Die von beiden Kurven ausgehende Atmosphäre war lange Zeit mehr als beachtlich. Einerseits die Virage Sud mit der ältesten französischen Ultragruppe, den 1984 gegründeten Commando Ultra '84 im unteren Rang und den South Winners (1987) darüber. Andererseits die Virage Nord mit Dodgers (1992), Marseille Trop Puissant (1994), Fanatics (1988). Bekannt war hier einst auch Yankee Nord (1987), die 2018 vom Verein aus dem Stadion ausgeschlossen wurden. An ihrer Stelle ist heute Club des Amis de l'OM zu sehen. Gesungen wird auf den Rängen und Tribünen jeweils unterschiedlich. Algerische Fahnen waren hüben wie drüben zu sehen. Unterschiedliche Ansätze der internationalen Politik zeigten mehrere palästinensische Fahnen bei den MTP und sowohl eine israelische Fahne als auch eine palästinensische Fahne bei den South Winners.
Eintracht Frankfurt gewann das Match mit einem Tor kurz vor der Pause. Nach dem wieder aberkannten vermeintlichen 0:2 kamen von der Virage Nord wieder Feuerwerksraketen Richtung Auswärtsblock und es wurden dann und nach Schlusspfiff wieder Pyro hin und her auf die Menschen auf der anderen Seite geschossen. Das Netz fing wie schon zuvor manches, aber nicht alles ab.

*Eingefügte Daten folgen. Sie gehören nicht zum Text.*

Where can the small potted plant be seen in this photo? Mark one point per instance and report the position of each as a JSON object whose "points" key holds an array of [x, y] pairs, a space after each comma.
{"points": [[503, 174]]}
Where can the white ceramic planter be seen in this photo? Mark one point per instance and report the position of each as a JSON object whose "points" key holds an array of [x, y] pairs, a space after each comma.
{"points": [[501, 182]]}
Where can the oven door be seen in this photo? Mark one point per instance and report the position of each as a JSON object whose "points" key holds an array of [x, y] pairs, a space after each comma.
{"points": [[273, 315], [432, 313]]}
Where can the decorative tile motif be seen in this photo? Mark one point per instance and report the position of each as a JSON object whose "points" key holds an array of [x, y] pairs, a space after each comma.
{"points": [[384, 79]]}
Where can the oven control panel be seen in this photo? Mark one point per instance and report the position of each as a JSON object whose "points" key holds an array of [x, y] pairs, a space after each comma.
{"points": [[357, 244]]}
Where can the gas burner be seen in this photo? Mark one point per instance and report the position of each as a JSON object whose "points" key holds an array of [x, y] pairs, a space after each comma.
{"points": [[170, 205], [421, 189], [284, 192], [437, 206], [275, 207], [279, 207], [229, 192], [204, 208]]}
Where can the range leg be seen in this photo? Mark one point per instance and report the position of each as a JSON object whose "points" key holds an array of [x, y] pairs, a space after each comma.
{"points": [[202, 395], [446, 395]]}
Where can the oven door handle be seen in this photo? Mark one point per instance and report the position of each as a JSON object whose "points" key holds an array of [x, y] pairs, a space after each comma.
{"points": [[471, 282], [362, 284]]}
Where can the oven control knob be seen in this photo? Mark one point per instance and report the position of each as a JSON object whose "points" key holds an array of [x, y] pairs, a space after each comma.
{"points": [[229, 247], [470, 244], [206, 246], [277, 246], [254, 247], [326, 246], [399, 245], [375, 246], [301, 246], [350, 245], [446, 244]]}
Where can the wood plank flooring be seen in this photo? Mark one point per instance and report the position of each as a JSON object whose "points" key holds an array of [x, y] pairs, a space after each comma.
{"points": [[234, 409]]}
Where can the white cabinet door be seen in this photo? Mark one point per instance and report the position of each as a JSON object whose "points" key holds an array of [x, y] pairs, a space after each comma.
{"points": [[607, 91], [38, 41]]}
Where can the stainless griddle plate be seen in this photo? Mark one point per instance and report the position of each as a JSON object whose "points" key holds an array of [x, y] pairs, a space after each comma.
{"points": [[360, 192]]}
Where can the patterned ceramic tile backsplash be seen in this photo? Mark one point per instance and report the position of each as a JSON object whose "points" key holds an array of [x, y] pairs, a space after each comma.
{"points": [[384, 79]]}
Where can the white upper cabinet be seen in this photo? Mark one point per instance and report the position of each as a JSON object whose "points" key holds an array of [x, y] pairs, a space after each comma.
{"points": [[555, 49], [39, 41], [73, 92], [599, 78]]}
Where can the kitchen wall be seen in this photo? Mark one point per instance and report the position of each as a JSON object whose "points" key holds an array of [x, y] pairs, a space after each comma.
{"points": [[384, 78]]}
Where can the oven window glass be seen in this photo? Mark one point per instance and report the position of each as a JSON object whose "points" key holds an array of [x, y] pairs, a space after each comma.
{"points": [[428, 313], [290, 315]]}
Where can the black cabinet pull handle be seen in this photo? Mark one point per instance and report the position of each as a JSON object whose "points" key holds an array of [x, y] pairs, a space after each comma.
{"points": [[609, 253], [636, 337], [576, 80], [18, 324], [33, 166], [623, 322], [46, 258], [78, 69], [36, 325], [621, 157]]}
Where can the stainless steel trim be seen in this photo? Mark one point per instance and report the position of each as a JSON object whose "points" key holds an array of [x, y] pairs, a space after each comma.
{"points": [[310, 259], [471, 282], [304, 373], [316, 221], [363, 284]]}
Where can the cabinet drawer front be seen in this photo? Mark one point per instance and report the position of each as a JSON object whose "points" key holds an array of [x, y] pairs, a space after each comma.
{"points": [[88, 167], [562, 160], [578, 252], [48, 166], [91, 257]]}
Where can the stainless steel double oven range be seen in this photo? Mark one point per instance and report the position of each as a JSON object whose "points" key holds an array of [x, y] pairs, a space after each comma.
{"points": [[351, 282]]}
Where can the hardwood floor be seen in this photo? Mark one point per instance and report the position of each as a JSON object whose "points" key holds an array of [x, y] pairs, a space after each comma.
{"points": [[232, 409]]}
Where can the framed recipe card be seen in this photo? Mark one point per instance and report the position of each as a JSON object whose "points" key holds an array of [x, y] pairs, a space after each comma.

Wohl enttäuscht über Niederlage und Gesamtsituation attackierte ein Marseiller Mob weit nach Schlusspfiff den Eingang zur Haupttribüne. Hoch zu Ross richtete die Polizei dagegen erst wenig aus und versprühte dann großflächig Tränengas.
Olympique de Marseille wurde 1899 gegründet. Damals war es noch ein Rugbyverein, der Fußball kam erst 1902 dazu. 1924 gewann OM mit dem ersten Cupsieg als erster Verein außerhalb Paris einen nationalen Titel. Die meisten Titel hat OM mit zehn französischen Cupsiegen im Coupe de France de football errungen (1924, 1926, 1927, 1935, 1938, 1943, 1969, 1972, 1976, 1989), dazu kommen noch neun Finalniederlagen (zuletzt 2016). Unter Hinzurechnung der allgemein nicht gezählten Amateurmeisterschaft 1929 bzw. des aberkannten Meistertitels 1993 führt OM allerdings im Vereinswappen einen Stern für zehn Meistertitel. Nach offizieller Zählung sind es tatsächlich aber nur neun Titel (1936/37, 1947/48, 1970/71, 1971/72, 1988/89, 1989/90, 1990/91, 1991/92 und 2009/10) und Rekordmeister sind derzeit (noch) ex aequo mit jeweils zehn Titeln AS Saint-Étienne (zuletzt 1980/81) und PSG (zuletzt 2021/22).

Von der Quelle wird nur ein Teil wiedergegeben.